The Half Brother by Lars Saabye Christensen
My rating: 3 of 5 stars
I just couldn’t get through it, but I won’t give it a poor rating. From reading rave reviews from newspapers and literary magazines, and seeing the praise on Goodreads, it feels to me to be one of those books that will grab some readers, and others not. I did find the unfamiliar setting of Norway, both the far reaches and closer to the city, interesting, and I was also really interested to see what would happen to the characters, considering the origin story, which I won’t spoil here. But it was so slow-moving and long, in a way that I couldn’t engage with.
It’s not that I don’t mind long detailed Norwegian novels: I’ve read two of Karl Ove Knausgård’s books! But halfway through, struggling to read the book, struggling to be interested, none of the characters were developing. The father was still mysterious, the grandmother still drunk, the mother still resentful and the half-brother sharp and cruel.

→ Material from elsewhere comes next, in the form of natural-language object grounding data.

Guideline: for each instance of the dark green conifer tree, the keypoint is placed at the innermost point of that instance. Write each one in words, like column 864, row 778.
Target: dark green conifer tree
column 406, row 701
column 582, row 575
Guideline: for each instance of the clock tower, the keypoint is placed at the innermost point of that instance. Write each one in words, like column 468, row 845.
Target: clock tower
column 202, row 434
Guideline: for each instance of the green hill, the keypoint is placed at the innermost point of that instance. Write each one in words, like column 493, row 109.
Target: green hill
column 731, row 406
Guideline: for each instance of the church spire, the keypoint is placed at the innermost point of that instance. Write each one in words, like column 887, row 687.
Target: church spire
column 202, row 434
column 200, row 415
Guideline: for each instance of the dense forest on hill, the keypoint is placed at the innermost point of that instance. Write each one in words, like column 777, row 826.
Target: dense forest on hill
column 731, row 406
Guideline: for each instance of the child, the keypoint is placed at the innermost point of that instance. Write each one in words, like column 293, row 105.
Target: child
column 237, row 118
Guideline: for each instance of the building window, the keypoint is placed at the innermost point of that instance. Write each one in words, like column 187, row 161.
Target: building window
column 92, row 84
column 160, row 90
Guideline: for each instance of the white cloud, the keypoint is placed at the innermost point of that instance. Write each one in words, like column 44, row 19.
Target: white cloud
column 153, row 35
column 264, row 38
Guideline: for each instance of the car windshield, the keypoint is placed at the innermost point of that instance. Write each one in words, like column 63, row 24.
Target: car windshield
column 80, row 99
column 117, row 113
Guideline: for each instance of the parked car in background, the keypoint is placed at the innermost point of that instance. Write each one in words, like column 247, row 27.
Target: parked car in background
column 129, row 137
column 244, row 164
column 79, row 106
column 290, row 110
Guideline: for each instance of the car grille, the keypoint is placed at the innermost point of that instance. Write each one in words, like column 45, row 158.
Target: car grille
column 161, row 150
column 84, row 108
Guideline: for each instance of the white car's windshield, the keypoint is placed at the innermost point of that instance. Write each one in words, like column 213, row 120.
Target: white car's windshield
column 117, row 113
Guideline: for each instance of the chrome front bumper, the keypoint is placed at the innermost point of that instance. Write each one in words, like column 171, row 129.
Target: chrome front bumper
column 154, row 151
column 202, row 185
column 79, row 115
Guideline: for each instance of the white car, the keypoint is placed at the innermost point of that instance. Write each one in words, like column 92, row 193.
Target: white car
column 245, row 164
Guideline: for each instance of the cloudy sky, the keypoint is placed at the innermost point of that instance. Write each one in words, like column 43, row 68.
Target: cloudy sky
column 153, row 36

And Barnum, the narrator, trudging through this miserable world of his family and being a short outsider: I actually didn’t find his storytelling interesting enough to get through the story. It didn’t help that I found the second part of the short prologue, set in the modern day, pretty unbearable and uninteresting, a drunken screenwriter at a film festival dodging meetings.
I’m not completely sure why I couldn’t get into this book, though it does make me wonder about how we’re attracted to some writers and not to others, that doesn’t have to do with the quality of the writing (considering it’s a much awarded book, lauded by other people). I used to ALWAYS get through books, even if I wasn’t enjoying them. I felt an obligation to finish them, in order to fully judge them and felt it a failure of determination if I gave up.
But these days, these YEARS in fact, I read so much less than I used to. Reading a very slim David Leavitt novel (review forthcoming), I suddenly thought: this book is a tenth of the size of The Half Brother! Struggling through something that I wasn’t enjoying was actually preventing me from reading something I would likely enjoy more. I think I’ll be donating this one to the closest street library (which is appropriate, since the book also found its way to me without a cost).